Geometric progression is a sequence of non-zero numbers where each term after the first is found by multiplying the previous term by a fixed, non-zero number called the common ratio. The general form of a geometric progression is given by $a,ar,a{r^2},a{r^3},...$ where $a$ the first term of the sequence and $r$ is the common ratio. ‘r’ can be calculated by dividing the succeeding term by the preceding term i.e., $r = \dfrac{{ar}}{a} = \dfrac{{a{r^2}}}{{ar}}$.
Comparing the given sequence $3,\dfrac{3}{2},\dfrac{3}{4},...$ with standard form the values of ‘a and ‘r’ are,
The first term $a = 3$ and the common ratio $r = \dfrac{{\left[ {\dfrac{3}{2}} \right]}}{3} = \dfrac{3}{2} \times \dfrac{1}{3} = \dfrac{1}{2}$.

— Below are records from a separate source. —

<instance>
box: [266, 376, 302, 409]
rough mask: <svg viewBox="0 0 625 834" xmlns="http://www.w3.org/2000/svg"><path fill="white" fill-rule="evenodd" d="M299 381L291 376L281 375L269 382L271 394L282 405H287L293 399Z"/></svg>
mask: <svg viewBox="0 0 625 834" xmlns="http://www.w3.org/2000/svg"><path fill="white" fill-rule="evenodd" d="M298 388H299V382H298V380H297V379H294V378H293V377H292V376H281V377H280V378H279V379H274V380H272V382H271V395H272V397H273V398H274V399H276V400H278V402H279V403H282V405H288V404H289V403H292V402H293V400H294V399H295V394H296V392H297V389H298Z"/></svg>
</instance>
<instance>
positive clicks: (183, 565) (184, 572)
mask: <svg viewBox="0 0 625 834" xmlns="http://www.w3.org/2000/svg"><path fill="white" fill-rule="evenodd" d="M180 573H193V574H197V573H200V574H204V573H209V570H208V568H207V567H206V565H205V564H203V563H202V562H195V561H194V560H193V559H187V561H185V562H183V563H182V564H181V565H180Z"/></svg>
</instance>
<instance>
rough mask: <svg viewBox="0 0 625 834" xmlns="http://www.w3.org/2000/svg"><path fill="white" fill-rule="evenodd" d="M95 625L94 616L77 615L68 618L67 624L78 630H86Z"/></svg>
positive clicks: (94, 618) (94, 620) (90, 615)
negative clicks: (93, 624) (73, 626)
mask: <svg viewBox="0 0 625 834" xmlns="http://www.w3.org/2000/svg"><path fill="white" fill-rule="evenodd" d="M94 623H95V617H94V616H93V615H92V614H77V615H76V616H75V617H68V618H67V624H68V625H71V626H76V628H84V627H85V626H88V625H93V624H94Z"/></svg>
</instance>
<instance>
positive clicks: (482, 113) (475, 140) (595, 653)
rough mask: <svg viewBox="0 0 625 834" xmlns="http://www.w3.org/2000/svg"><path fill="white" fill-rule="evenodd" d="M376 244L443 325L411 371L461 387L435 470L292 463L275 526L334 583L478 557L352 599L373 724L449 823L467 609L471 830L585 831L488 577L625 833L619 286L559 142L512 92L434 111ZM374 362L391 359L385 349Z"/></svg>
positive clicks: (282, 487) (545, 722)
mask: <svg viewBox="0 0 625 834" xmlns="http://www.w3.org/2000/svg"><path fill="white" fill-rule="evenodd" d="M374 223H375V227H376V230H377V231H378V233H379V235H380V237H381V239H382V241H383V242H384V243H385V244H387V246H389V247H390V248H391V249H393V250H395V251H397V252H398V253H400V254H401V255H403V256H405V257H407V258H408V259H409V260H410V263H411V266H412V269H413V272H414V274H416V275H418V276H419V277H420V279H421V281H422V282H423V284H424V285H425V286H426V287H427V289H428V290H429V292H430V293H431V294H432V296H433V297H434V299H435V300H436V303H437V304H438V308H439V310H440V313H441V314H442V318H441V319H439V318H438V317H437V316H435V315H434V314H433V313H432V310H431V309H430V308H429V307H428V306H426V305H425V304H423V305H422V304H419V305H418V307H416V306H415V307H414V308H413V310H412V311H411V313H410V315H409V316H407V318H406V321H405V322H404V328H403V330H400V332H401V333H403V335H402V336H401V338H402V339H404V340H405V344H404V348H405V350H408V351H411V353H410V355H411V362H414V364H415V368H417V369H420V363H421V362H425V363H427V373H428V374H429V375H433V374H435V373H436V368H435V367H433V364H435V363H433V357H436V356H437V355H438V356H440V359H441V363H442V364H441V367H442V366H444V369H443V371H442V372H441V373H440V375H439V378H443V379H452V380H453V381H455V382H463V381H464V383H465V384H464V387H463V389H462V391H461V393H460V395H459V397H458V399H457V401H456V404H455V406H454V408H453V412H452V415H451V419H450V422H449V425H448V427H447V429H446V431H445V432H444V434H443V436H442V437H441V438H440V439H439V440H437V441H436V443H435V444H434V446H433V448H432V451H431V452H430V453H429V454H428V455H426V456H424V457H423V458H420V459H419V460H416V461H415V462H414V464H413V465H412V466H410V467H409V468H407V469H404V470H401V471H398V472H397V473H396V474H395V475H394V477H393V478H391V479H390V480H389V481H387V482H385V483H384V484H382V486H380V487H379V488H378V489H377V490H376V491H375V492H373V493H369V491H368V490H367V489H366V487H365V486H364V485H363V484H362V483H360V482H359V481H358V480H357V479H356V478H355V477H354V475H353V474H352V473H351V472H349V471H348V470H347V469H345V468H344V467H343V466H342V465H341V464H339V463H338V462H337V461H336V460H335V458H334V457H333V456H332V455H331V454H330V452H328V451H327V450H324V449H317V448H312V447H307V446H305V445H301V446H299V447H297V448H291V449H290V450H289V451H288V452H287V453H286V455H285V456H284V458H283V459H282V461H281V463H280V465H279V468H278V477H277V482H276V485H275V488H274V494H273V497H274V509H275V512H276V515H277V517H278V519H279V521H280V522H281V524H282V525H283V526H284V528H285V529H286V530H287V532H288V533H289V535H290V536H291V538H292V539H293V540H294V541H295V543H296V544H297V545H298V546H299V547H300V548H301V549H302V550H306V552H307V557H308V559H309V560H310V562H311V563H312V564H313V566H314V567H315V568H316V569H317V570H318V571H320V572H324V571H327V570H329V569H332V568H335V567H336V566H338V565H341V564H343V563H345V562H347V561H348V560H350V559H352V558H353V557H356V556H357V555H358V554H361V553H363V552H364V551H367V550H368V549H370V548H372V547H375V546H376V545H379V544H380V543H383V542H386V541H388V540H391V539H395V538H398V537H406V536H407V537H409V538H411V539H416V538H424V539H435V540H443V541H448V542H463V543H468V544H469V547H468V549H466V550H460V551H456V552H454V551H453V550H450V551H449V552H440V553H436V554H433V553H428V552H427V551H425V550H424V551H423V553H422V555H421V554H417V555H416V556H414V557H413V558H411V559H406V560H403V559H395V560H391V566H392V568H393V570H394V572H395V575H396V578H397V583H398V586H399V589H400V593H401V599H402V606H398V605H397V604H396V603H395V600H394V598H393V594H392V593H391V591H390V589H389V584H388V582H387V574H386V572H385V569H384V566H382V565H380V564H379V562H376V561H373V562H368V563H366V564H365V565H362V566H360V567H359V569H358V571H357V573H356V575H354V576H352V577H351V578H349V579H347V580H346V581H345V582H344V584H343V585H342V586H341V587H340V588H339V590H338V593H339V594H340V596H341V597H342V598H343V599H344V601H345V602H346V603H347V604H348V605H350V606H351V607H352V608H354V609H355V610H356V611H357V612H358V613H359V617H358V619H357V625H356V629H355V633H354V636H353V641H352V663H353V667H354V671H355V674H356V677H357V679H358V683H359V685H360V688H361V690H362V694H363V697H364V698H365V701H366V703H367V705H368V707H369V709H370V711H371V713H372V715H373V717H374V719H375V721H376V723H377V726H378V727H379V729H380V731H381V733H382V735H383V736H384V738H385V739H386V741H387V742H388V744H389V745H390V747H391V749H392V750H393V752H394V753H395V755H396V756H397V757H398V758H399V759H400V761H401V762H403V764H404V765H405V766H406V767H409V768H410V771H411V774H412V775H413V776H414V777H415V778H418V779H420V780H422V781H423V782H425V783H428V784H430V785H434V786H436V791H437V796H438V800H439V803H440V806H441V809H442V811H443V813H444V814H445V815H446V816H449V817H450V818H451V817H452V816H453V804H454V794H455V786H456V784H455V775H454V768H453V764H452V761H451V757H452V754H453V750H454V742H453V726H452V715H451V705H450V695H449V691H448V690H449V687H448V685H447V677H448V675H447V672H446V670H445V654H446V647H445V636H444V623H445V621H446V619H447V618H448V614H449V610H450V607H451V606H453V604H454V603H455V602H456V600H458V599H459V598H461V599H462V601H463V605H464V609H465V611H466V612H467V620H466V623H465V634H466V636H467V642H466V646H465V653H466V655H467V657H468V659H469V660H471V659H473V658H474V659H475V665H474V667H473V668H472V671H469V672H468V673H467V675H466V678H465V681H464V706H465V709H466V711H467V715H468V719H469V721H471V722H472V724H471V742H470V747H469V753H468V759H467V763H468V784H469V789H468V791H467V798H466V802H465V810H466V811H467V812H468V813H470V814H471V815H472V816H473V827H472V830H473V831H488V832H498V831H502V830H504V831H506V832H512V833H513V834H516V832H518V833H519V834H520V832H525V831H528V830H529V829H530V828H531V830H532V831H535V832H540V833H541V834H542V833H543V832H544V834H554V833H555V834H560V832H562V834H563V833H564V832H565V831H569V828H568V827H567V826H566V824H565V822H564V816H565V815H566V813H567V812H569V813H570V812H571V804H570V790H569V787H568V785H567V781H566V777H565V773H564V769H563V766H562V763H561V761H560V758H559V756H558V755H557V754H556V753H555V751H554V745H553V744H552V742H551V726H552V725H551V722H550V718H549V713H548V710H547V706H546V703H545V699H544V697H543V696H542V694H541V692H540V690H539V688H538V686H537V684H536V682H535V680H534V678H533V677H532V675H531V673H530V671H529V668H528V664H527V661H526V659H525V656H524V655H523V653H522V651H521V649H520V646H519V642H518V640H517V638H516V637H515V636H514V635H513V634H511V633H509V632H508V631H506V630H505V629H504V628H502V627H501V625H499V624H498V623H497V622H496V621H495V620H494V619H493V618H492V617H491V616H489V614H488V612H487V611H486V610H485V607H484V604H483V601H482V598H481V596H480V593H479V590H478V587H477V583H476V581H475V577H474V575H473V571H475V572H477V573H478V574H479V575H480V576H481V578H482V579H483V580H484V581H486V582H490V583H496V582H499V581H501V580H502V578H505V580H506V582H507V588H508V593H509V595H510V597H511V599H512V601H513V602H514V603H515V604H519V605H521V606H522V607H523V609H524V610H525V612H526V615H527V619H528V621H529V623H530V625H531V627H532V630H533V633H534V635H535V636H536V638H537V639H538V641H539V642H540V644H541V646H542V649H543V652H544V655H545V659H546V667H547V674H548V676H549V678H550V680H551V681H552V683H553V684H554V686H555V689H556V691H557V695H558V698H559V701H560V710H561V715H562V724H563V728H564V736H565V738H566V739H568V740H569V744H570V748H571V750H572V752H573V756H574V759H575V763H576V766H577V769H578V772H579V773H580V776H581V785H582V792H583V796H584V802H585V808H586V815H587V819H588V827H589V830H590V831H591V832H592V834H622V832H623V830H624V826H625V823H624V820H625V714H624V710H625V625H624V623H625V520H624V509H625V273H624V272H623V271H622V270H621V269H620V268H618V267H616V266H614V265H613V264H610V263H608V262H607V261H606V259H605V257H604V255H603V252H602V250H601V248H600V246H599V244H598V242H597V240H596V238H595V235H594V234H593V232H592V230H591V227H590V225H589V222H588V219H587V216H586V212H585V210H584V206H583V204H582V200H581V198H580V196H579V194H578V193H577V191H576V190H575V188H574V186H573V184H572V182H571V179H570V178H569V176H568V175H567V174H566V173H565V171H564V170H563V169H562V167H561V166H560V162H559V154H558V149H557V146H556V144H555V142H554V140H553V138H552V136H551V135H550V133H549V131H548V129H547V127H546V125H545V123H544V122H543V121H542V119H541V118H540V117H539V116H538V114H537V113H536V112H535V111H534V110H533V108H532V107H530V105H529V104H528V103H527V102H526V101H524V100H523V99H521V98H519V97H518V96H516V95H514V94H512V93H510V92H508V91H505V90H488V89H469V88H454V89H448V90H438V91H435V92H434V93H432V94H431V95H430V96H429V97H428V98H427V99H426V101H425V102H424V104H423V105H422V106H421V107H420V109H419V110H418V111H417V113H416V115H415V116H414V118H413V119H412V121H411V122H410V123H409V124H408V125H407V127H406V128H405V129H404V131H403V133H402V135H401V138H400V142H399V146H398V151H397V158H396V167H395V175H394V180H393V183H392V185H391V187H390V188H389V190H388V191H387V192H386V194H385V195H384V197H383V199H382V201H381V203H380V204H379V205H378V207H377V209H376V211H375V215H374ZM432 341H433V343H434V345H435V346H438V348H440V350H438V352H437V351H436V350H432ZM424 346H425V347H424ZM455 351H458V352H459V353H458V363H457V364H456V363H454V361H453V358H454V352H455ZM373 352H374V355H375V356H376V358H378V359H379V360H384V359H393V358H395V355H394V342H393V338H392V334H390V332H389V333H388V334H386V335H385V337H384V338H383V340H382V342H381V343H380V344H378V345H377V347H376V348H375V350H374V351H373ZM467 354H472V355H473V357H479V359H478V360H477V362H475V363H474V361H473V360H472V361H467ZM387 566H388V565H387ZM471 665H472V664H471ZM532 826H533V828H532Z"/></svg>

Also they have given the sum of ‘n’ terms , ${S_n} = \dfrac{{3069}}{{512}}$, now we will substitute all these obtained values in the formula for sum of ‘n’ terms of a G.P , ${S_n} = \dfrac{{a(1 - {r^n})}}{{(1 - r)}} \Rightarrow \dfrac{{3069}}{{512}} = \dfrac{{3\left( {1 - {{\left( {\dfrac{1}{2}} \right)}^n}} \right)}}{{\left( {1 - \dfrac{1}{2}} \right)}} = \dfrac{{3\left( {1 - {{\left( {\dfrac{1}{2}} \right)}^n}} \right)}}{{\left( {\dfrac{1}{2}} \right)}} = 3 \times 2\left( {1 - {{\left( {\dfrac{1}{2}} \right)}^n}} \right)$ ,on cross multiplication we get, \eqalign{ & \Rightarrow \left( {1 - {{\left( {\dfrac{1}{2}} \right)}^n}} \right) = \dfrac{{3069}}{{512 \times 6}} = \dfrac{{1023}}{{1024}} \cr & \Rightarrow {\left( {\dfrac{1}{2}} \right)^n} = 1 - \dfrac{{1023}}{{1024}} = \dfrac{{1024 - 1023}}{{1024}} = \dfrac{1}{{1024}} = \dfrac{1}{{{2^{10}}}} \cr}
$\Rightarrow {\left( {\dfrac{1}{2}} \right)^n} = {\left( {\dfrac{1}{2}} \right)^{10}}$, since the base value is same equating the power values we get the value of $n = 10.$
Therefore $10$ terms of the G.P. $3,\dfrac{3}{2},\dfrac{3}{4},...$ are needed to give the sum $\dfrac{{3069}}{{512}}$.